先前说话的人。突然很小声的说道:“要么我们找个人假托别人的名义去探探水,叫这王家从手里让出几股出来!成了我们得利,失败了他们也找不上我们这儿来!您说呢?”
另一人心动,微不可见的点了一下头。嘴里却故作担忧的说道:“只怕这事经不起天下行的人查呀!”
“这还不简单,直接怂恿对方的人去就是了,我们在后边看势头,势头不对我们就按耐不动,要是没事,我们也跟着浑水摸鱼就是了。
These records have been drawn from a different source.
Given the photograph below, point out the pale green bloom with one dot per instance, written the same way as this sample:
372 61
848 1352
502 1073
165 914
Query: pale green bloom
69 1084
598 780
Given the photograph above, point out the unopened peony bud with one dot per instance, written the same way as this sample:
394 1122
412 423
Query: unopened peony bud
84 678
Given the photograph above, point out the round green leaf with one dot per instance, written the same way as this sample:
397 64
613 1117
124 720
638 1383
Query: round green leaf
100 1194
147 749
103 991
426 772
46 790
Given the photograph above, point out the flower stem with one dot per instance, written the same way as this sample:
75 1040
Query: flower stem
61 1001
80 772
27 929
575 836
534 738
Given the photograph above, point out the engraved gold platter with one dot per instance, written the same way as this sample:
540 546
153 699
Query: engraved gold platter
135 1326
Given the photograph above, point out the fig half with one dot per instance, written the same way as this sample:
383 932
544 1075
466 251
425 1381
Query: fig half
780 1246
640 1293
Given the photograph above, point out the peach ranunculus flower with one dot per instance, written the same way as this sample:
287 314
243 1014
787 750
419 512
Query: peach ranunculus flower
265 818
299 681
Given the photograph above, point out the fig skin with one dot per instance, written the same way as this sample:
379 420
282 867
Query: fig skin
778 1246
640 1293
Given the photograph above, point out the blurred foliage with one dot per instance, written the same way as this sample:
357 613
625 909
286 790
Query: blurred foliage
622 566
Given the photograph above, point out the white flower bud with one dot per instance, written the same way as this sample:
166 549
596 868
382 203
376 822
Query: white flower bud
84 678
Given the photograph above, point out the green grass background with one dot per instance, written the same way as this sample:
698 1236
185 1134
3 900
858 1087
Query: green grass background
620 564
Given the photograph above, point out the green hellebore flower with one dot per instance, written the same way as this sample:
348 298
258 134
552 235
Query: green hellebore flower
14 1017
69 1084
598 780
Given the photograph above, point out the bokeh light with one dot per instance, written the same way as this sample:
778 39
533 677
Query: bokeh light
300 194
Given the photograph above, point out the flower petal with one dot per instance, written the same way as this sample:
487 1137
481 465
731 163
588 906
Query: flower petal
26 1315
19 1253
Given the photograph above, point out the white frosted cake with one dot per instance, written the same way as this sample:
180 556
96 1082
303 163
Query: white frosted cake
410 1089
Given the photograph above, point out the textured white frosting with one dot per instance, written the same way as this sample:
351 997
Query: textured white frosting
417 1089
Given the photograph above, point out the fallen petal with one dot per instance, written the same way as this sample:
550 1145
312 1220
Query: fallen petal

”
“嗯!你小心着点,不要着了痕迹!”
“是!”
年底依旧是准备年货最繁忙的时候。镇上、县城、府城一些主要街道、商铺,卖东西的摊子、买东西的人,有着行走无缝的拥挤。镇上的孩子也在放寒假的时候,三个一组或两个一组的在镇上、县城、府城摆地摊卖对子和红灯笼。小虎、大宏、想子和几个教练这些大人就帮着他们送送东西和看看有没有被人欺负。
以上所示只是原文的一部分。